Apple elimina dall’appstore le applicazioni che misurano il vostro uso del telefono per non avere concorrenza? Questa è la verità su Apple che il New York Times ha raccontato qualche giorno fa.
Peccato che non fosse la verità. Non sapremo mai se il clamoroso errore giornalistico venga da una disattenzione o da una omissione ponderata: di fatto Jack Nicas ha raccontato una storia molto lontana dalla realtà e il problema è che centinaia di siti per cui la verifica dei fatti è un elemento secondario hanno fatto “copia e incolla”.
Questa duplicazione del falso ha generato un’ondata di articoli che raccontavano una storia molto diversa dalla realtà: ma chi riparerà il danno fatto? Ammesso che qualcuno pubblichi rettifiche, siamo sicuri che le leggeranno tutti?
Come è andata veramente
Nelle ultime settimane Apple ha rimosso dal suo appstore applicazioni che misuravano l’uso del telefono, l’articolo di Jack Nicas aveva un tono da cospirazionista che induceva a pensare che Apple stesse rimuovendo i software al centro della querelle perché in competizione con l’app “screen time”.
L’azienda interpellata in materia ha risposto in modo molto preciso, ma il New York Times ha riportato solo una parte della lettera scritta da Phil Schiller.
L’insinuazione è che Apple stia esercitando un controllo “coercitivo” sullo store delle applicazioni, avvantaggiando le proprie produzioni a discapito della concorrenza. Roba da antitrust.
La risposta ufficiale di Apple
Dopo l’uscita dell’articolo da Cupertino è arrivato un nuovo messaggio di Phil Schiller per puntualizzare alcune delle cose scritte dal giornalista Jack Nicas.
Unfortunately the New York Times article you reference did not share our complete statement, nor explain the risks to children had Apple not acted on their behalf.
Apple has long supported providing apps on the App Store, that work like our ScreenTime feature, to help parents manage their children’s access to technology and we will continue to encourage development of these apps.
There are many great apps for parents on the App Store, like “Moment – Balance Screen Time” by Moment Health and “Verizon Smart Family” by Verizon Wireless.
However, over the last year we became aware that some parental management apps were using a technology called Mobile Device Management or “MDM” and installing an MDM Profile as a method to limit and control use of these devices.
MDM is a technology that gives one party access to and control over many devices, it was meant to be used by a company on it’s own mobile devices as a management tool, where that company has a right to all of the data and use of the devices.
The MDM technology is not intended to enable a developer to have access to and control over consumers’ data and devices, but the apps we removed from the store did just that.

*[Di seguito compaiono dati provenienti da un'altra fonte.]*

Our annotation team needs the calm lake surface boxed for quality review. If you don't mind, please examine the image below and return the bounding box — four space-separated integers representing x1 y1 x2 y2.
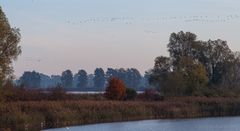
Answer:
46 117 240 131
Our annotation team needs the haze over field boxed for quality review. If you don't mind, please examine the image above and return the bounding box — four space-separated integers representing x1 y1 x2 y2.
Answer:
0 0 240 76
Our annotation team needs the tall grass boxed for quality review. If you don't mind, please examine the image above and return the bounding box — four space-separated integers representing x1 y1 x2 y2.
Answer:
0 97 240 131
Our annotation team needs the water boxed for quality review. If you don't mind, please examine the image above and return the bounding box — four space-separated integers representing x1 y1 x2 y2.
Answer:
46 117 240 131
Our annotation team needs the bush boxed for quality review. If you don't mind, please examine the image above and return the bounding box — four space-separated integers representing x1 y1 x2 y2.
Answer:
143 89 164 101
105 78 126 100
125 88 137 100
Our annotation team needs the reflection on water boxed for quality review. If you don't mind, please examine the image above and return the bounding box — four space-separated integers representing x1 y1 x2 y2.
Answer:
44 117 240 131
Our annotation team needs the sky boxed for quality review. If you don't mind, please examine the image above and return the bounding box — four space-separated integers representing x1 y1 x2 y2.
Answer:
0 0 240 76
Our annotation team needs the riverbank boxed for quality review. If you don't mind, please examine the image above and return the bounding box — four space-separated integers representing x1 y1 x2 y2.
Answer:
0 97 240 131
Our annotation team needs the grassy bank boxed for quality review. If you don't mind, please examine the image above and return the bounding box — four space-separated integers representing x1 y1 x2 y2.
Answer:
0 97 240 131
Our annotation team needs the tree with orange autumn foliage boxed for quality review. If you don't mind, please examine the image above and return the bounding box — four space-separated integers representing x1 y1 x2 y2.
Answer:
105 78 126 100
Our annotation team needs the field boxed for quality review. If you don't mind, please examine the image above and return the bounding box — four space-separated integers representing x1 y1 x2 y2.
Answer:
0 96 240 131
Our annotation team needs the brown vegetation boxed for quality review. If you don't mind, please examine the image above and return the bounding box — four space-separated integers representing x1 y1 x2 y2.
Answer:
0 97 240 131
105 78 126 100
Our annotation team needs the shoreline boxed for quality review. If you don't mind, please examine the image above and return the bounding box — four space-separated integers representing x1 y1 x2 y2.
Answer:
0 97 240 131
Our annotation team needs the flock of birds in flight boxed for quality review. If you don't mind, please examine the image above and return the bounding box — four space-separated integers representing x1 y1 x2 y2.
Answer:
66 14 240 25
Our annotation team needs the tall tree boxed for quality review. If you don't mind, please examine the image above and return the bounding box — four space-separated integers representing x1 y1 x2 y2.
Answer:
77 70 88 88
20 71 41 88
61 70 73 88
167 31 199 69
125 68 142 89
0 7 21 86
105 77 126 100
93 68 105 90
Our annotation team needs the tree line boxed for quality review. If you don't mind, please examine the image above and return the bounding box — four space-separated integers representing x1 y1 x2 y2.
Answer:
148 31 240 96
16 68 148 91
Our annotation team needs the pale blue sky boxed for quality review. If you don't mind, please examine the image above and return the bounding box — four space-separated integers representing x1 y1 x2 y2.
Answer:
0 0 240 76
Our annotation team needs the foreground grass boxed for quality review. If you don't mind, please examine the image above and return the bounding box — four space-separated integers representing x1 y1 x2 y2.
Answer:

No one, except you, should have unrestricted access to manage your child’s device, know their location, track their app use, control their mail accounts, web surfing, camera use, network access, and even remotely erase their devices.
Further, security research has shown that there is risk that MDM profiles could be used as a technology for hacker attacks by assisting them in installing apps for malicious purposes on users’ devices.
Phil Schiller, Apple
Avete tradotto tutto? Non c’è alcuna cospirazione, né un tentativo di strangolare la concorrenza.
Piuttosto c’è la volontà di impedire a soggetti “terzi” di usare uno strumento con cui viene assunto il controllo totale di uno smartphone e viene registrata ogni attività fatta.
Quella che il New York Times chiama concorrenza sleale, è in realtà difesa della privacy dei suoi utenti.
Ma la parte più bella arriva adesso, perché non contento della magra pazzesca fatta con la pubblicazione di una storia che faceva acqua da tutte le parti, lo stesso New York Times ha pubblicato un editoriale dedicato allo stesso argomento solo quattro giorni dopo.
Nel pezzo si chiede un maggiore controllo delle azioni di Apple nella gestione dell’appstore, evocando ,la posizione dominante di Microsoft degli anni 90.
Quando la toppa è peggiore del buco. La caccia ai fantasmi pare non finire mai, tanto chi ha voglia di andare oltre il titolo dell’articolo e capire come vanno veramente le cose?